La segunda parte de esta trilogía, porque la autora confirmó que la historia de Shayna va a ser una trilogía, no me ha gustado tanto como Espina plateada y el sueño de Abbadon (puedes leer la reseña aquí).
Siendo completamente sincera tengo que decir que esta entrega no me ha gustado tanto como la anterior. Aunque esta segunda parte me ha resultado algo aburrida, en comparación con Espina plateada y el sueño de Abbadon, la autora ha sabido mantener la intriga de la misma forma que lo hizo en la novela anterior.

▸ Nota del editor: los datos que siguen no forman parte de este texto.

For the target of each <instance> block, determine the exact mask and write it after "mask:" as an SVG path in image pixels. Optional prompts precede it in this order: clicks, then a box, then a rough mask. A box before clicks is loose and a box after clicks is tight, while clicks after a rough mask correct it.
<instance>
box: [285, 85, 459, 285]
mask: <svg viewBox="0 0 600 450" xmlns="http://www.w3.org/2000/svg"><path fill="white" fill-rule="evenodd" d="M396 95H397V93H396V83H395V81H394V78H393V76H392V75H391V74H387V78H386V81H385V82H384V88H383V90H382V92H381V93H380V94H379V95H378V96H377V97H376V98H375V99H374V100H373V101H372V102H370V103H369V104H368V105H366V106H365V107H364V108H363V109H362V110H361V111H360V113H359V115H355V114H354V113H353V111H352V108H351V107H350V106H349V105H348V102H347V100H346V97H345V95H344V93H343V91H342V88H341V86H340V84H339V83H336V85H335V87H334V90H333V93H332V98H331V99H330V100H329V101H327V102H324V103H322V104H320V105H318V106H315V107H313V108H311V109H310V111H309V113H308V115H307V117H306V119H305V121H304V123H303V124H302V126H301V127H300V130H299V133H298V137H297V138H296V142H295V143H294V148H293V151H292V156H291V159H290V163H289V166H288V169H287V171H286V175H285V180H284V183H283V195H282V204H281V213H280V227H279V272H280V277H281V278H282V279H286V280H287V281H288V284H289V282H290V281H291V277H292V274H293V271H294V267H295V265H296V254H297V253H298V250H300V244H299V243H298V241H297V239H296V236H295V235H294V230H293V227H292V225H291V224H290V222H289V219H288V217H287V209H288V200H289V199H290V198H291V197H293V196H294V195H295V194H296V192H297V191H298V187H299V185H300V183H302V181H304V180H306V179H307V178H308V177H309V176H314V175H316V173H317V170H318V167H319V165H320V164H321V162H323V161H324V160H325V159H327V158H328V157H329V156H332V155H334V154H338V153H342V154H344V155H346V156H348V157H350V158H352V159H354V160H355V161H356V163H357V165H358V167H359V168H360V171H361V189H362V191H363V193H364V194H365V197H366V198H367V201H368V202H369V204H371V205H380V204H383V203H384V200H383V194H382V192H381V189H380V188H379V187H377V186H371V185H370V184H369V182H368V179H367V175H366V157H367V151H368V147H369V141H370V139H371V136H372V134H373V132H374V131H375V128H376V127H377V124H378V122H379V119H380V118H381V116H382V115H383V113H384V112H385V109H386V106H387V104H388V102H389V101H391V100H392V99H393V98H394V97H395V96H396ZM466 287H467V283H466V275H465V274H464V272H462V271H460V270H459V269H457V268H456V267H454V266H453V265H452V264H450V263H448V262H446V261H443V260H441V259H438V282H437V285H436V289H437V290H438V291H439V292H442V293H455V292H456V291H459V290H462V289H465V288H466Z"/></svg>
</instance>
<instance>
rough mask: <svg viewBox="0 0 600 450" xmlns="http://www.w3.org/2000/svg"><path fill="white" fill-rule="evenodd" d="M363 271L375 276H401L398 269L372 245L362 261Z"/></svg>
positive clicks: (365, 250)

En esta segunda parte de la trilogía, la amistad cobra importancia en la trama. Recordemos que Meinu se “sacrifica” por Shayna convirtiéndose en zorrito al final de la primera novela. Es ahora, en esta segunda parte, dónde Shayna hará lo imposible por devolver a Meinu su apariencia humana o seguirá siendo un animal para siempre. ¿Lo conseguirá?
Al margen de que me haya resultado un poco aburrida en algunas ocasiones, la segunda parte de la historia de Shayna está a la altura de la primera. Espero que la tercera, y última parte, supere a ambas y la autora sepa dar el final que se merece a esta entrañable y guerrera elfa-humana.